À reportagem, o engenheiro florestal, Mauro Armelin, explicou o que o produtor pode fazer para reduzir o risco da falta de água. No caso de áreas ainda conservadas, o Código Florestal estabelece a medida de 50 metros ao redor das nascentes. Isso assegura a filtragem de sedimentos carregados pela erosão, especialmente no caso sistemas produtivos como a agricultura e a pecuária.
Diretor executivo da organização Amigos da Terra e membro do Observatório do Código Florestal, ele explica que, no caso de áreas já deterioradas, a restauração natural ao redor das nascentes pode remediar a situação.
“Conhecer a propriedade e fazer o manejo da água é uma questão de gestão. Ou seja, gerir os recursos desse espaço faz parte do escopo de trabalho do produtor. Para se ter uma rentabilidade boa, é preciso conhecer cada canto da sua terra”, afirma Mauro.
A partir desse reconhecimento do espaço, é possível identificar as áreas onde a deterioração é mais profunda e onde há maior a deficiência de nutrientes. A regra então é conhecer a propriedade, identificar as áreas de nascentes e priorizar.
“Todo produtor que observa um pouco sua terra consegue identificar uma seca de nascente. Mas, por exemplo, se ele comprou essa propriedade de terceiros, já em estado de deterioração, o primeiro passo é buscar histórico, seja com proprietários antigos ou com moradores da região.”
Embora não haja garantia de que a nascente vá brotar novamente, o ressurgimento da vegetação nativa cria novas áreas úmidas na propriedade, fortalecendo também o fluxo dos lençóis freáticos, que está relacionado à profundida das raízes das árvores. Neste contexto, Mauro lembra ter testemunhado os resultados desse conhecimento empírico em uma fazenda no Distrito Federal.
“Vi isso acontecer em Brasília, onde uma área passou por um processo de revegetação. O produtor identificou a área desmatada, com mais ou menos umidade e depois de replantar árvores nativas, passou a ter alguns chumaços de verde pela propriedade, o que foi suficiente para fazer brotar uma cacimba, um pequeno poço usado para irrigar”, conta.
Viabilidade
Uma série de projetos no Cerrado demonstra a viabilidade e a urgência de ações do tipo.

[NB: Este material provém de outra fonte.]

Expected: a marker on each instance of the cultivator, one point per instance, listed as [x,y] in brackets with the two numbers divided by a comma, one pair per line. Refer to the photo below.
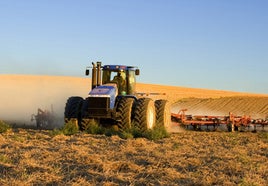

Em parceria com mulheres indígenas do povo xavante, a Bunge, por exemplo, tem auxiliado na restauração de uma área de 52 hectares da Terra Indígena Pimentel Barbosa, no município de Canarana (MT), por meio da coleta de sementes nativas.
Outro caso de sucesso é o da Virada Ambiental, que, com parceria e boa vontade garantiu o reflorestamento de mais de 1.600 hectares de Cerrado. Idealizada pela Escola de Engenharia Civil e Ambiental da Universidade Federal de Goiás (UFG), a ação garantiu que mais de 1 milhão de mudas fossem semeadas nos últimos quatro anos.
“É uma medida financeiramente viável. É como plantar um jardim com espécies arbóreas”, avalia Armelin.
Novidade na legislação
Em agosto de 2023, o governo federal publicou a Lei 14.653, que prevê regras para intervenção e implantação de instalações necessárias à recuperação e proteção de nascentes. A medida altera duas legislações ambientais: o Código Florestal e a Política Nacional de Pagamento por Serviços Ambientais.
A nova legislação inclui na lista de atividades eventuais ou de baixo impacto ambiental ações com o objetivo de recompor a vegetação nativa no entorno de nascentes ou outras áreas degradadas. As intervenções terão que obedecer às normas dos órgãos do Sistema Nacional do Meio Ambiente (Sisnama).